The plan must be fair and equitable with respect to each class of interests.  It is not necessary that the group of creditors agree to their treatment. The bankruptcy court may confirm a plan even if a class of claims or interests has rejected the plan providing that such plan does not discriminate unfairly, and is fair and equitable with respect to each class of claims or interests that is impaired.

The plan must satisfy one of three alternatives to pay secured creditors. (1) The holders retain their liens and receive on account of their claims deferred cash payments totaling at least the amount of their claims, as valued on the plan’s effective date. (2) If the plan contemplates selling secured property then the plan must provide that the secured creditors receive the indubitable equivalent of their claims.

If a Plan Is Not Confirmed

If a plan is not confirmed, it is probable that the debtor will end up in a Chapter 7 bankruptcy. Technically, the debtor may obtain any money provided to the trustee but actual receipt of refunds is unlikely, Under the statute, the trustee shall return any payments received from the debtor, but only after deducting– (1) any unpaid claim allowed under section 503(b) of this title; (2) any payment made for the purpose of providing adequate protection of an interest in property due to the holder of a secured claim; and (3) any fee owing to the trustee.

Operating Under the plan

If a plan is confirmed, the debtor has three to five years to complete it, i.e., pay off all the debts and successfully sell all the secured property as outlined in the plan.  During that period there will be a “bankruptcy estate” which includes all property acquired by the debtor after the date of commencement of the case, but before the case is closed, dismissed, or converted to a case under chapter 7,  12, or 13 of title 11, whichever occurs first. It also includes all earnings from services performed by the debtor during such period.
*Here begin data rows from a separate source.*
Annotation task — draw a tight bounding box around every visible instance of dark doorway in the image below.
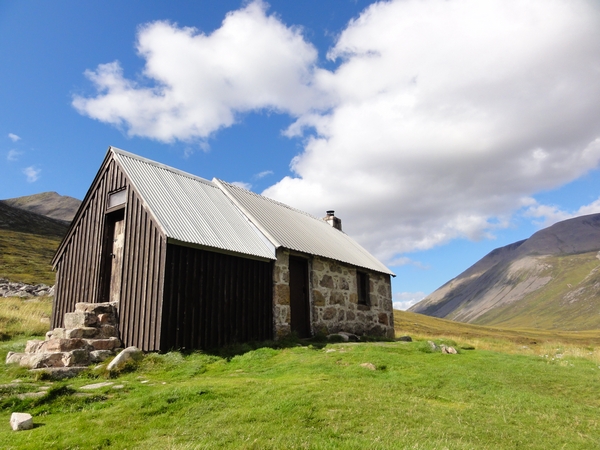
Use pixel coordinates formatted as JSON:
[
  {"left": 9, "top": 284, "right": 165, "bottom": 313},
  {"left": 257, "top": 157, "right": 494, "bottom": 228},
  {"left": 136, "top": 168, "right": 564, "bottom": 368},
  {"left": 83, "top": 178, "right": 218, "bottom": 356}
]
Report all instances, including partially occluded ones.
[
  {"left": 289, "top": 256, "right": 311, "bottom": 338},
  {"left": 99, "top": 209, "right": 125, "bottom": 303}
]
During this period, the debtor remains in possession, although “disposable income” must be provided to the trustee to distribute according to the plan. The debtor may employ pre-filing creditors, as long as their claim was less than $10,000 at the time of filing. This is a crucial element because small businesses may try to keep themselves afloat by borrowing or suspending pay to the business’s founders or other key employees.  It also allows the debtor to use the same accountants and attorneys it had prior to the filing, even if it owes them outstanding bills.


 Modification After Confirmation.

Of course, business is not always predictable.  Therefore, it is possible to modify a plan once confirmed.  The debtor may modify the plan at any time after confirmation of the plan and before substantial consummation of the plan, but may not modify the plan so that the plan as modified fails to meet the requirements required for original confirmation. The proposed modification must be approved by the Court, after a notice is given to creditors and a hearing is held before the Bankruptcy Court.

Discharge After Completion Of The Payments

 If all goes well, during three to five years of the plan, the debtor generate sufficient disposable income to make all payments due under the plan within that period. If so, the bankruptcy court must grant the debtor a discharge as soon as. Such discharge will cut off all debts as provided under the plan. Of course, if a debt itself lasts longer than the plan (such as a ten year mortgage, which was kept current but not fully paid off during the plan), or if a debt is inherently non-dischargeable under bankruptcy law, (such as federal taxes), those will remain.

Otherwise the debtor now has a fresh start, having satisfied or discharged  the pre-filing debts, and regains control of all, including its disposable income.